SPX gapped open higher at the opening this morning and that is a very bullish sign. But we have been whipsawed back and forth by this market for the past several trading sessions. I watched the screen carefully this afternoon, wondering if we would see another rapid sell-off as we approached the close. But we retained most of today's gains into the close.

Another positive in today’s market was the weakness this morning. After a positive open, the market dipped around 10:30 am ET, but SPX did not reach Friday’s close. Then the bulls took control once again and continued to drive the balance of today’s trading session.

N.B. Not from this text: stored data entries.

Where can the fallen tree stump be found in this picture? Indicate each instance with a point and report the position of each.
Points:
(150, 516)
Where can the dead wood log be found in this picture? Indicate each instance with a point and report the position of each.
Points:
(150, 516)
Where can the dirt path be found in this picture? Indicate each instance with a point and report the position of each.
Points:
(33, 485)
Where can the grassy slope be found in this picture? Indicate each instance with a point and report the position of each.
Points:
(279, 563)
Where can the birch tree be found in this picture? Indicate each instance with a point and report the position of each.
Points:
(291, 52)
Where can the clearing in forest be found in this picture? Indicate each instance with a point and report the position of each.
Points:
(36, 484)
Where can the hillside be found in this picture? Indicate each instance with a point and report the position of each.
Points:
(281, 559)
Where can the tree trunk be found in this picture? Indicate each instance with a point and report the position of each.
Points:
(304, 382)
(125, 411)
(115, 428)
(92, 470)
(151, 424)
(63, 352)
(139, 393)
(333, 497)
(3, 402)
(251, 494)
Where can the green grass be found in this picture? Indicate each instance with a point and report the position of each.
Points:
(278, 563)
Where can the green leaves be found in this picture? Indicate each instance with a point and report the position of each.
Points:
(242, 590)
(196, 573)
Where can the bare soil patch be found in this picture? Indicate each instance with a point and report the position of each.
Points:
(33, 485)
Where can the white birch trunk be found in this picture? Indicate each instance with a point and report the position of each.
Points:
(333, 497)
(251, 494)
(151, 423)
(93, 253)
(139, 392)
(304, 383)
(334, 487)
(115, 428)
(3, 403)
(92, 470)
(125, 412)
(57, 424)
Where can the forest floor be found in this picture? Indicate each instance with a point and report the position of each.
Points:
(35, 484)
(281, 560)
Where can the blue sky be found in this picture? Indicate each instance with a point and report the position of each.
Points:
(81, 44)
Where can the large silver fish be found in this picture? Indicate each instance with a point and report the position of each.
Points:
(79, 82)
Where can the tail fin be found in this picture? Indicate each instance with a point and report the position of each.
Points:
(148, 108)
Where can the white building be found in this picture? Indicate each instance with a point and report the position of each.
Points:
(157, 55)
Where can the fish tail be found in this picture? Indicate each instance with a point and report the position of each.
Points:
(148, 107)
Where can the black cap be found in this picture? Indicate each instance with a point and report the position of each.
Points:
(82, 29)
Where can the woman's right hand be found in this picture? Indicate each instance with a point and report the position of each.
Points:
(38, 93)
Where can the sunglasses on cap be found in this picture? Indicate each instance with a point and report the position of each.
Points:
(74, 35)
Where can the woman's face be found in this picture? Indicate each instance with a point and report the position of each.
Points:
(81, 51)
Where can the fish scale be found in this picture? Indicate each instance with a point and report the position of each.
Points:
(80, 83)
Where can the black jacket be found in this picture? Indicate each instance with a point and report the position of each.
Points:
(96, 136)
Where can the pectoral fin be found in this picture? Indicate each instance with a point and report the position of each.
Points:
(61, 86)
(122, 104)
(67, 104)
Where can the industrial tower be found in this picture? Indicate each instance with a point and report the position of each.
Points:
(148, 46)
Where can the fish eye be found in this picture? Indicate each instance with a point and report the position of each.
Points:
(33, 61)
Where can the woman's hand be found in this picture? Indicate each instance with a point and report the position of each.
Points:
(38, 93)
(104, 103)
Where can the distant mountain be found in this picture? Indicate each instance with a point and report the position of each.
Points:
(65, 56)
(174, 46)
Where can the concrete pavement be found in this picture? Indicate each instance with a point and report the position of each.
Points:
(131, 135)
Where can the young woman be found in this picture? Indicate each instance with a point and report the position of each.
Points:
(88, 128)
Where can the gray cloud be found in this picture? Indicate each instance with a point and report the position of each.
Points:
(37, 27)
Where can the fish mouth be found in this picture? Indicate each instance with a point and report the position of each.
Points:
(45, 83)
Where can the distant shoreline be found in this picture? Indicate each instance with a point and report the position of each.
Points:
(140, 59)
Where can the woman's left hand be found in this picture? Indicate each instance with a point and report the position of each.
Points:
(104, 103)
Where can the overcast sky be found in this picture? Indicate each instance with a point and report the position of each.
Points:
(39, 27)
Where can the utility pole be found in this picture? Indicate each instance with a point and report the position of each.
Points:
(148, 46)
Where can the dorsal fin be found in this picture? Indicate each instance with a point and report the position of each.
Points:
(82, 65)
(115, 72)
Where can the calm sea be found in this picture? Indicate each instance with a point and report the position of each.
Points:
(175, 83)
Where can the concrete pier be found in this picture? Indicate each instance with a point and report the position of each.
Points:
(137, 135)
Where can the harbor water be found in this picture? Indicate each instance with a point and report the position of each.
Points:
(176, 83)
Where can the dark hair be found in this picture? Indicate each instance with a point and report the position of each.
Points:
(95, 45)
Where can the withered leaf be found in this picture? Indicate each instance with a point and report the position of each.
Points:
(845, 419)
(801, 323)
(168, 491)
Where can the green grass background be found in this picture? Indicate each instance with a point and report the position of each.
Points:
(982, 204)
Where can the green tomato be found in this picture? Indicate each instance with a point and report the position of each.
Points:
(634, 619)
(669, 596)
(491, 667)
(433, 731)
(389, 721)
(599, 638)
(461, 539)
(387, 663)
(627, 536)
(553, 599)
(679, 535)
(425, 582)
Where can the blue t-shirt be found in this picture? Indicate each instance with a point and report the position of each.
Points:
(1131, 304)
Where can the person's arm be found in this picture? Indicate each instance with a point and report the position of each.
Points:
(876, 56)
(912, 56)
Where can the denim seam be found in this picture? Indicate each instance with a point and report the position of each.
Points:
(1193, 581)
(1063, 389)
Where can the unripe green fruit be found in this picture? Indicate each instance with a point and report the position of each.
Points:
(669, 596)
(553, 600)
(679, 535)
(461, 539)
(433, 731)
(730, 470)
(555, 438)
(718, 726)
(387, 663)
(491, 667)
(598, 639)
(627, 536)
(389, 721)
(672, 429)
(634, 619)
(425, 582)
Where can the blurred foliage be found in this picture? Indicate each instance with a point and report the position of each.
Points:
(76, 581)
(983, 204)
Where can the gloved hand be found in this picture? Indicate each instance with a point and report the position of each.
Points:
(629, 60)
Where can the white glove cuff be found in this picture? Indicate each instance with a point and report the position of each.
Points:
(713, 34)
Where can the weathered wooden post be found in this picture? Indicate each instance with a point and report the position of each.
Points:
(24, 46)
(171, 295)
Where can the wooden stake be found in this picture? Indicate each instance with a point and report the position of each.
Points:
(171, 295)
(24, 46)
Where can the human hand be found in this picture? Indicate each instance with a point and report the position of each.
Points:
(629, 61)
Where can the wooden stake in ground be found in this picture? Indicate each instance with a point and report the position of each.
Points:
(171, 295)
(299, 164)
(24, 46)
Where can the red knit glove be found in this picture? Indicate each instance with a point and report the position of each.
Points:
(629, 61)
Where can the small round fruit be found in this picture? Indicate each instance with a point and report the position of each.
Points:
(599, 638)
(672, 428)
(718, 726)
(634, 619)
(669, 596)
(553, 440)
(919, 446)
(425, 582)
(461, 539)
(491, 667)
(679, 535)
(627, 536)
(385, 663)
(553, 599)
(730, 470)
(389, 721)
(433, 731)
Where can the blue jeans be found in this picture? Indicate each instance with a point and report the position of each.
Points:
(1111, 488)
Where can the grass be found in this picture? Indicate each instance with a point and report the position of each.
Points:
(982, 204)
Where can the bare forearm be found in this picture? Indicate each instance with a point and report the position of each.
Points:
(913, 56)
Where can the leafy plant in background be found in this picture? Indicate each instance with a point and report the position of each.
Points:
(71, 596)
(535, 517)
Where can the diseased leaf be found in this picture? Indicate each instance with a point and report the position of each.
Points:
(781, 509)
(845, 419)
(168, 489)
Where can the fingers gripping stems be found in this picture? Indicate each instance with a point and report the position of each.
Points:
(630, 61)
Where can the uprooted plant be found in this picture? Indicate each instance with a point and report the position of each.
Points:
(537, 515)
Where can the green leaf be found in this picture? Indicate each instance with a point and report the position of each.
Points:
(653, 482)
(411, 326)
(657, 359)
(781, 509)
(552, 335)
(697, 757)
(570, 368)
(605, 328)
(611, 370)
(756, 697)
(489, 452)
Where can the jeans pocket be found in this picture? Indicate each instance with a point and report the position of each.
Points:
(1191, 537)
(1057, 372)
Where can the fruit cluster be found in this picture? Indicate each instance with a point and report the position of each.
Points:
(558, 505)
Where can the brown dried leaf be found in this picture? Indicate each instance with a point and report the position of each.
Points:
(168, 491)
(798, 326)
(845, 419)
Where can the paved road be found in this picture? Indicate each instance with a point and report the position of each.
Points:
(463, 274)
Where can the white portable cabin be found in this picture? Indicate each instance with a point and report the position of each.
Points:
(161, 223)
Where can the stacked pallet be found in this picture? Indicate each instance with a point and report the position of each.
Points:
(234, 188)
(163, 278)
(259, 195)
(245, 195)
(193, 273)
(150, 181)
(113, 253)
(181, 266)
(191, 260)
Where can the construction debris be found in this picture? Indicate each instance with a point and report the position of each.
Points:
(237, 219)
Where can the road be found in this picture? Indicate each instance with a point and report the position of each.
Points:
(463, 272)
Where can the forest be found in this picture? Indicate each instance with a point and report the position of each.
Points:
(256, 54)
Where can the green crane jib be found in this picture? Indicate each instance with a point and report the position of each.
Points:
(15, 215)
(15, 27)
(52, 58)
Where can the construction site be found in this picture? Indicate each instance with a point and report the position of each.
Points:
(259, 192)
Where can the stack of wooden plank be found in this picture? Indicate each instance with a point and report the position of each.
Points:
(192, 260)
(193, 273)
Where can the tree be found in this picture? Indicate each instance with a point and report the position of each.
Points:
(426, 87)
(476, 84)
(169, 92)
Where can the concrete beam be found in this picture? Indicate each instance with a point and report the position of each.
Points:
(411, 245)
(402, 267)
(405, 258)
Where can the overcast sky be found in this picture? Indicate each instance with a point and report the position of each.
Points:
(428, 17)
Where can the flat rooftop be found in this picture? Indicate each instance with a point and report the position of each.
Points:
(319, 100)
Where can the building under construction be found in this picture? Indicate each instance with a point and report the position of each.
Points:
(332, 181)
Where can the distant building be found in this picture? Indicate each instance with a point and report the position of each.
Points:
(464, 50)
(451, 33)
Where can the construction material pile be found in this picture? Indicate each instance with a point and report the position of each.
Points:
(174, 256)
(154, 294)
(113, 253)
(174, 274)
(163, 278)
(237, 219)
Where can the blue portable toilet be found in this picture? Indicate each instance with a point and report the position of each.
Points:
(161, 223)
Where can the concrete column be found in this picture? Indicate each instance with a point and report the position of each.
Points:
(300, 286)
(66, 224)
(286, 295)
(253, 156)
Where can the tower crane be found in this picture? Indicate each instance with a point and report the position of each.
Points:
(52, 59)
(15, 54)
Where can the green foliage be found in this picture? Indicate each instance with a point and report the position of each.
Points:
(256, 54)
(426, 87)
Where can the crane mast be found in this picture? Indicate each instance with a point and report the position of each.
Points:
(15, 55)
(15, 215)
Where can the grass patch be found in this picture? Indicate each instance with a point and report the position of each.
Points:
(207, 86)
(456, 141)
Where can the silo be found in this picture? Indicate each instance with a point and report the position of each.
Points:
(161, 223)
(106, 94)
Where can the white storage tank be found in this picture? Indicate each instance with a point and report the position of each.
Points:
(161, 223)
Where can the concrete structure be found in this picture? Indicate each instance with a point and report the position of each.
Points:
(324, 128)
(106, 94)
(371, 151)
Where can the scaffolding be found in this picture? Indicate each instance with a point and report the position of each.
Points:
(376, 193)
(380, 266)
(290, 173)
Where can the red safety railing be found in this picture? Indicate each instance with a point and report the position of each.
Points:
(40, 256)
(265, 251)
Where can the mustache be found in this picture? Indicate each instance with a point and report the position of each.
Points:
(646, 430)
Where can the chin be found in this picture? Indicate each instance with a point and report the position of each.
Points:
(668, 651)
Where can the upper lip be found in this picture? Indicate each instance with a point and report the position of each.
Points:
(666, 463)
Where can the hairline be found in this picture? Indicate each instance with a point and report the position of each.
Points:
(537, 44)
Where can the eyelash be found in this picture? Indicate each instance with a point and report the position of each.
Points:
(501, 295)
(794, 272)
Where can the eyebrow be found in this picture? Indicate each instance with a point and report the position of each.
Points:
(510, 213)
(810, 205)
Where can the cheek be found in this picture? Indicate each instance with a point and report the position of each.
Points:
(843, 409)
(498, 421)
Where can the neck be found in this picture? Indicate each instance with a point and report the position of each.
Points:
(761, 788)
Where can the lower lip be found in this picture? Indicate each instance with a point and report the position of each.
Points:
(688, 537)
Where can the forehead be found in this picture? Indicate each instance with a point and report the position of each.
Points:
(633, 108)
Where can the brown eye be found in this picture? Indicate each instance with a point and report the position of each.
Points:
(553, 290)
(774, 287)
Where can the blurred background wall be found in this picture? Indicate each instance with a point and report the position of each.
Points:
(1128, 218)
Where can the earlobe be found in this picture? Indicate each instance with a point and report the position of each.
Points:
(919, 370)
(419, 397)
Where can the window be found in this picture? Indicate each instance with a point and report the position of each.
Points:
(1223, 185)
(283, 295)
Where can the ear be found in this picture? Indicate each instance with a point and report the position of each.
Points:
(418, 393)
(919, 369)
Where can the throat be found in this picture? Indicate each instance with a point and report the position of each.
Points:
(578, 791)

Friday’s price action was also a positive sign for this market. SPX broke its 200 dma at 2539 briefly, but then strongly rebounded over 81 points to close at 2620.

Have we reached bottom? That seems to be the question of the past several days. It is early to be sure, but these signs suggest we are close:

1. Friday’s strong recovery after hitting the 200 dma.

2. This morning’s gap up opening.

3. A successful recovery by the bulls this morning.

4. A declining VIX.

I began to collect a series of stock trade candidates today in preparation for putting some cash to work in the next few days. I found 15 stocks that have met two principal criteria: 1) They didn’t decline far during this correction, and 2) They were trading higher today. In one case, the stock is already teasing its high before the correction. I will be selecting trades from this group for Dr. Duke’s Trading Group over the next few days.